The joint configuration q is a list with one value per joint, ordered from base to end-effector in degrees.

python
q = [0, -90, 90, 0, 90, 0]

forward_kinematics evaluates the kinematic chain at q, and returns the pose of the requested (or default) TCP frame in the robot's base frame. The returned pose is [x, y, z, rx, ry, rz] where translation is in meters and orientation is Euler XYZ in degrees.

python
pose = robot.forward_kinematics(q=q)

forward_kinematics validates q against the configured joint limits before evaluating. Checkout how to use the parameters in forward kinematics, and the scenarios where it's most useful, in the next sections.

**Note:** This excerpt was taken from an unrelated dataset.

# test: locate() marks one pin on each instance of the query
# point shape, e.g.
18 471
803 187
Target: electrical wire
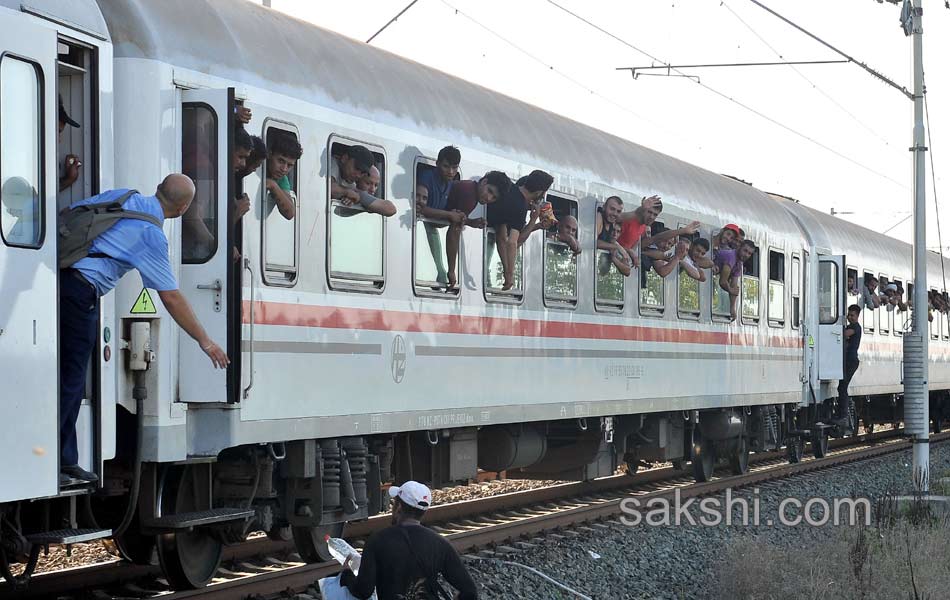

How to Tune the Parameters

ParameterTypeDefaultDescription
qlist[float] | np.ndarray-1D joint configuration vector in degrees. Length must match the robot's DOF count.
frame_namestr | NoneNoneName of the TCP frame whose pose should be returned. None selects the currently active TCP (robot.active_tcp).
verboseboolFalseIf True, log diagnostic information when q is outside the configured joint limits.

Return Value

TypeDescription
np.ndarrayPose [x, y, z, rx, ry, rz] of the requested (or active) TCP frame. Translation in meters, orientation as Euler XYZ in degrees.

Where to Use the Skill

Forward Kinematics is commonly used in the following scenarios:

  • Pose validation - Confirm that a planned joint configuration reaches the intended Cartesian target before issuing a motion command
  • State logging and analysis - Convert recorded joint trajectories to Cartesian paths for visualization or post-processing
  • Simulation cross-checking - Verify that the kinematic model matches expected end-effector positions during development

When Not to Use the Skill

Do not use Forward Kinematics when:

  • You need the live end-effector pose during execution - read it directly from Get Cartesian Pose rather than computing FK on every cycle
  • The joint values are outside the configured joint limits - forward_kinematics raises ValueError. Use In Joint Limits to validate beforehand.